Lui si era avviato in direzione opposta per qualche metro, prima di farsi prendere dal dubbio: le ho indicato la  prima a destra o a sinistra?
Pochi, tremendi secondi prima di decidere di correrle dietro, cosa decisamente non nel suo stile, e correggersi precipitosamente, scusandosi moltissimo per l’errore, non era da lui confondere sciocchezze del genere.
Lei, perplessa al sentirsi richiamare, cordialmente sorridente alla spiegazione, lo aveva ringraziato di nuovo, tranquillizzandolo di non preoccuparsi affatto, e lui aveva avvertito l’inestinguibile desiderio di offrirle un caffè e di scortarla fino a destinazione, per farsi perdonare.
Decisamente non nel suo stile.
Lei aveva inaspettatamente accettato.
Erano andati al solito bar, lui per il solito caffè ristretto, lei ordinando un cappuccino, ed avevano chiacchierato.
Si era laureata da poco, e l’assenza quasi totale di lavoro nel suo campo l’aveva spinta ad andare, quella mattina, ad un colloquio in un grosso studio notarile per un posto come segretaria.
Aveva alzato le spalle, mentre ne parlava; era un lavoro di cui aveva bisogno, ma che non avrebbe amato, e non sapeva nemmeno se avrebbe effettivamente avuto il posto, vista la sua poca esperienza.
Lui, stupendosi della propria audacia, le aveva offerto il proprio biglietto da visita, indicandole l’indirizzo ed  invitandola, qualora il colloquio fosse andato male, a provare nell’azienda dove lavorava, sempre alla ricerca di personale per questo o quest’altro impiego.
Chissà, magari avrebbe trovato qualcosa di più adatto ai suoi studi ed interessi.
Lei lo aveva ringraziato ancora, ed avevano continuato a chiacchierare del più e del meno fino al portone dello studio, dove una targa d’ottone ricordava a chiunque vi si soffermasse la fama e il prestigio del signor Notaio e Figli.

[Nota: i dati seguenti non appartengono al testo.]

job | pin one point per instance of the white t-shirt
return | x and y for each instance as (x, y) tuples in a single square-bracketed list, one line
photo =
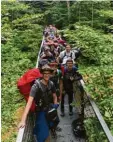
[(64, 56)]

Si erano accomiatati lì sotto, lui le aveva augurato buona fortuna e lei lo aveva assicurato che avrebbe tentato un colloquio per la sua azienda, se questo fosse andato male.
Poi aveva citofonato, era entrata, salutandolo con un ultimo sorriso, e lui era rimasto solo.
Per la prima volta in 6 anni era arrivato in ritardo a lavoro e da allora - da 8 mesi, quasi 9 - la aspettava.